2015 novel by Wu Ming-yi

The Stolen Bicycle (單車失竊記) is a novel by Taiwanese writer Wu Ming-yi. It was first published in Taiwan in 2015. In 2017, it was translated into English by Darryl Sterk. In 2018, the novel was longlisted for the International Booker Prize.

==Plot==
After his father disappeared many years ago, Ch'eng, a writer, believes that he may be able to find out what happened to his father if he can track down his father's stolen bicycle.

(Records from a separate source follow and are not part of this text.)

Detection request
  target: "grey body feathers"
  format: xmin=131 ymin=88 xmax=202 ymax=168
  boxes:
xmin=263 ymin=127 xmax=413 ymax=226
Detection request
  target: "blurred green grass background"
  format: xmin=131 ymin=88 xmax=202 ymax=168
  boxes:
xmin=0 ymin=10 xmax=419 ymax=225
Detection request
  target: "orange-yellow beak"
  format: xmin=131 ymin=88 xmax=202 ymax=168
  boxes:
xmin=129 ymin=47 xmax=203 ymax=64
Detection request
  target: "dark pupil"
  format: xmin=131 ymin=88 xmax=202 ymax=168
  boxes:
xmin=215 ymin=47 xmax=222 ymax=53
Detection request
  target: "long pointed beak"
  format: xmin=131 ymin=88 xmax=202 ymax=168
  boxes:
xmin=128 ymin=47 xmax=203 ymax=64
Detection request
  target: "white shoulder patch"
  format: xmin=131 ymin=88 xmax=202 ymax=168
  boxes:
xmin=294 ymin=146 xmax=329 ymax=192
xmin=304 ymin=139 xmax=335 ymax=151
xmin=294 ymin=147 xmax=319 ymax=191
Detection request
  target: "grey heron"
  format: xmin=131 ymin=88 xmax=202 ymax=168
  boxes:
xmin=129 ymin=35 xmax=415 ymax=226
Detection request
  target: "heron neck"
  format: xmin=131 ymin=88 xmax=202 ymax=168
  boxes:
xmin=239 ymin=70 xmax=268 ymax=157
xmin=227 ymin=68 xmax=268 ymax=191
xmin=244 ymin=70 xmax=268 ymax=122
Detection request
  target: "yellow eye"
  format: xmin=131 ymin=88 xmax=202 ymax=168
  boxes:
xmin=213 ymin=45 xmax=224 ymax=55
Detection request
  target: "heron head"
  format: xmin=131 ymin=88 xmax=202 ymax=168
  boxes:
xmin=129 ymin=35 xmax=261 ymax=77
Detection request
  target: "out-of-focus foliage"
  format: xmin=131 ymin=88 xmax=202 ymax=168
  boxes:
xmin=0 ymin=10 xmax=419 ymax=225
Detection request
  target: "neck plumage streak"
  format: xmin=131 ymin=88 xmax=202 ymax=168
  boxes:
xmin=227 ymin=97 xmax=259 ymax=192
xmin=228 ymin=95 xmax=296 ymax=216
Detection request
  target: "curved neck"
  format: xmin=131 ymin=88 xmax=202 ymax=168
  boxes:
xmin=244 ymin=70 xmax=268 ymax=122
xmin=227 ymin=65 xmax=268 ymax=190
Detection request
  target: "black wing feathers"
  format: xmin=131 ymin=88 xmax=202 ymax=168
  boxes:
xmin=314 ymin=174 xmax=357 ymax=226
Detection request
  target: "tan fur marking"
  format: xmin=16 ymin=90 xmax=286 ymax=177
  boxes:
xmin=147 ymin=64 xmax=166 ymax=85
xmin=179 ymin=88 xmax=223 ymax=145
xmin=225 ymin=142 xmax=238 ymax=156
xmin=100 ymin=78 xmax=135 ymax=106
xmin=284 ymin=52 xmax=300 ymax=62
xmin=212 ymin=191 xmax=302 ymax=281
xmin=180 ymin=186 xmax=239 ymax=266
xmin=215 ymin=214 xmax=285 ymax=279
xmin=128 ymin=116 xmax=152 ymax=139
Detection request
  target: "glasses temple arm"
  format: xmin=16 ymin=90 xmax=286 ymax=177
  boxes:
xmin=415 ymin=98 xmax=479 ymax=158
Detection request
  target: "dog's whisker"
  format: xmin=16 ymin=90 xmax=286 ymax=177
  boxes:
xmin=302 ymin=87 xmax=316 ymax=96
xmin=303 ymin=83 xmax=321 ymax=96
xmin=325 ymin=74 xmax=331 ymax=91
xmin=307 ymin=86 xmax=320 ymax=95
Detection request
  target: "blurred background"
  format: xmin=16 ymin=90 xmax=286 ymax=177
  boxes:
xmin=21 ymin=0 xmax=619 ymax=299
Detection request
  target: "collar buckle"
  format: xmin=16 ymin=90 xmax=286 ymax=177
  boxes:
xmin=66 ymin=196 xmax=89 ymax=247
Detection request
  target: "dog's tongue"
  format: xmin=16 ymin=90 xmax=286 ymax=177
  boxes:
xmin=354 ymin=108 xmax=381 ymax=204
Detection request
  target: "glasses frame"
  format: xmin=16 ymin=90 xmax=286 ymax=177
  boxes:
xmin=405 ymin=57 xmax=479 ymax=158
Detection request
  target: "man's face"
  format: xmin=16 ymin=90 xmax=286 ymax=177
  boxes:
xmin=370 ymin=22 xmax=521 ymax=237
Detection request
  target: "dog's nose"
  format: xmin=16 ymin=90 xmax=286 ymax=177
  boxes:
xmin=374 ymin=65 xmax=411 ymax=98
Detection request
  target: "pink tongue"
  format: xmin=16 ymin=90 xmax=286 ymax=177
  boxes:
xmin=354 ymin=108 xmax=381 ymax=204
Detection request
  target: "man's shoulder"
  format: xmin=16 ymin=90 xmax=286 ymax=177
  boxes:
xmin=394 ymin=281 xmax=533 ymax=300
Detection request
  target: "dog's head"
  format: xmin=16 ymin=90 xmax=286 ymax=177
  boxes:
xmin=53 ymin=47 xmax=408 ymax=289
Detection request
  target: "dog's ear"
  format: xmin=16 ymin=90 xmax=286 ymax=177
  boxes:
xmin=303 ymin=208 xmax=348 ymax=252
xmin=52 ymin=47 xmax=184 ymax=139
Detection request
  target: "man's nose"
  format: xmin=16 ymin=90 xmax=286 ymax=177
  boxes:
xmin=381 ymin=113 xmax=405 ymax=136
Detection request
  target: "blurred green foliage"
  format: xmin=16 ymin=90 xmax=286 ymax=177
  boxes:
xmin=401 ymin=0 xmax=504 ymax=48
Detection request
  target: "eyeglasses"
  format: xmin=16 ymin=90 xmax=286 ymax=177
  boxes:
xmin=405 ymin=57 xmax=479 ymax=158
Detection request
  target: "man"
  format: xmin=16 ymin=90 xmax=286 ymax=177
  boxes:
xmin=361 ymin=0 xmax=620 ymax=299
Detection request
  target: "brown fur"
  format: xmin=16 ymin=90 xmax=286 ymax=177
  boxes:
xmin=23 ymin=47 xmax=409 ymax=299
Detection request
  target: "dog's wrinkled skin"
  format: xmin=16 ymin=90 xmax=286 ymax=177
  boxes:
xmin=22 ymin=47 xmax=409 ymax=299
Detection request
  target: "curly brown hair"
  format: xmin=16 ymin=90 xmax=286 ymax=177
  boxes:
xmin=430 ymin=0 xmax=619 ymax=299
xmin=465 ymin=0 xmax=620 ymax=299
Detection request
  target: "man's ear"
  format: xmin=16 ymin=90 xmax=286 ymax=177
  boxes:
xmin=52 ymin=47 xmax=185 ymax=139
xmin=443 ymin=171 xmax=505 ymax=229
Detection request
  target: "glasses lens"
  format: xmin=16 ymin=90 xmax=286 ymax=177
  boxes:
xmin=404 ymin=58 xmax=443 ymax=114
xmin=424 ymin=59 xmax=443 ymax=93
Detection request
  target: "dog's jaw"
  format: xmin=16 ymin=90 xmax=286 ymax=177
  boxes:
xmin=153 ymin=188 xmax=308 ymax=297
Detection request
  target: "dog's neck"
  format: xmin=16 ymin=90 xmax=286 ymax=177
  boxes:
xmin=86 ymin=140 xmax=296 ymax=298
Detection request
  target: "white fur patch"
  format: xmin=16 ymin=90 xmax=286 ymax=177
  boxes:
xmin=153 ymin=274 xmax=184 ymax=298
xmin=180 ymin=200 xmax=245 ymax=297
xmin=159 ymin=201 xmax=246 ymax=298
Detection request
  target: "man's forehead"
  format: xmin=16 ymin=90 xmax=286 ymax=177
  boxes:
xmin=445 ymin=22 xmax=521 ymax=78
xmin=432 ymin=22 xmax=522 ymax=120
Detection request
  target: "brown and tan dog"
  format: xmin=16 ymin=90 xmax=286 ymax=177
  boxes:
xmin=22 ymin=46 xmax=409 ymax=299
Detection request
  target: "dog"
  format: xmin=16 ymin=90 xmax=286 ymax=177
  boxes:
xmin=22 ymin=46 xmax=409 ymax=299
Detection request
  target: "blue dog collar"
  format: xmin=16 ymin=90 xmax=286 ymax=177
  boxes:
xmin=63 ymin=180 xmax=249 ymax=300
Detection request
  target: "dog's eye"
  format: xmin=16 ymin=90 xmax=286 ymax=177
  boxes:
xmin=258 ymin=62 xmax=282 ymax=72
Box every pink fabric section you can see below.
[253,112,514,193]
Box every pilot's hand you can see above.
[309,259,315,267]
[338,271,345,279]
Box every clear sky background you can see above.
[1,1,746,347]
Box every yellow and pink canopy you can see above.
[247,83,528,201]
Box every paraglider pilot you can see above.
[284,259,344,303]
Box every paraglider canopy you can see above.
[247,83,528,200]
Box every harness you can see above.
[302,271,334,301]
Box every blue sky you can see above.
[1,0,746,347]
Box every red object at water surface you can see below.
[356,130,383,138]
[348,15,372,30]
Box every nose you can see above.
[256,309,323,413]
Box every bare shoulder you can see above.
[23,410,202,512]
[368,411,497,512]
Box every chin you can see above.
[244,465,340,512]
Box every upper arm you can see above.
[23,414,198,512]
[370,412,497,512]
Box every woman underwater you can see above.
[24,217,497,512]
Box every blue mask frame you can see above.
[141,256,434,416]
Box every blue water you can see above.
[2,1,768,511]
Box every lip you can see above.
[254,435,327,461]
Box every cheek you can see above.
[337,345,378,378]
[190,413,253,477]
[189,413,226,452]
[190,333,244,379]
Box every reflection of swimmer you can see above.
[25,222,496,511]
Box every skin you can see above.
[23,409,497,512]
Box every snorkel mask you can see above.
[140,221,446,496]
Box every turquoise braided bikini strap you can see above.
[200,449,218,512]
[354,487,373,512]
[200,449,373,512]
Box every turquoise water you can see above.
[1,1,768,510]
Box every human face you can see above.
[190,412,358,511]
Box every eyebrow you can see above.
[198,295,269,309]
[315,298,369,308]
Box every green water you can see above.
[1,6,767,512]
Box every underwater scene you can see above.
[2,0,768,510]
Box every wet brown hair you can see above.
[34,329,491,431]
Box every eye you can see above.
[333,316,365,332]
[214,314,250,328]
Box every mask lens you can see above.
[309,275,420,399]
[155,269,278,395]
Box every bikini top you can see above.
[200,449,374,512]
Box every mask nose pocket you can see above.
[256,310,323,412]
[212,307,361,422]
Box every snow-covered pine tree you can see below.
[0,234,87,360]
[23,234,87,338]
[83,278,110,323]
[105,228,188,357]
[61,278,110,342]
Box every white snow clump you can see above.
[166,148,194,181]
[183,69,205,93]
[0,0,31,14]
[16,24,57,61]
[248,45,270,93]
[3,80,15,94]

When he finally finds the stolen bicycle, he discovers the unexpected journey following its theft, along with stories of other bicycles, the soldiers who fought in the jungles of south east Asia during the Second World War, and the oldest elephant that ever lived.

== Reception ==
The Taipei Times reviewer Bradley Winterton called The Stolen Bicycle "a very strange novel, and a very beautiful one", "poetic", and an "unusual and deftly-crafted book". Bron Sibree of the South China Morning Post wrote that the book was "profoundly moving" and "confounds conventional expectations of narrative pace and form, even as it burrows deep into the reader's conscience".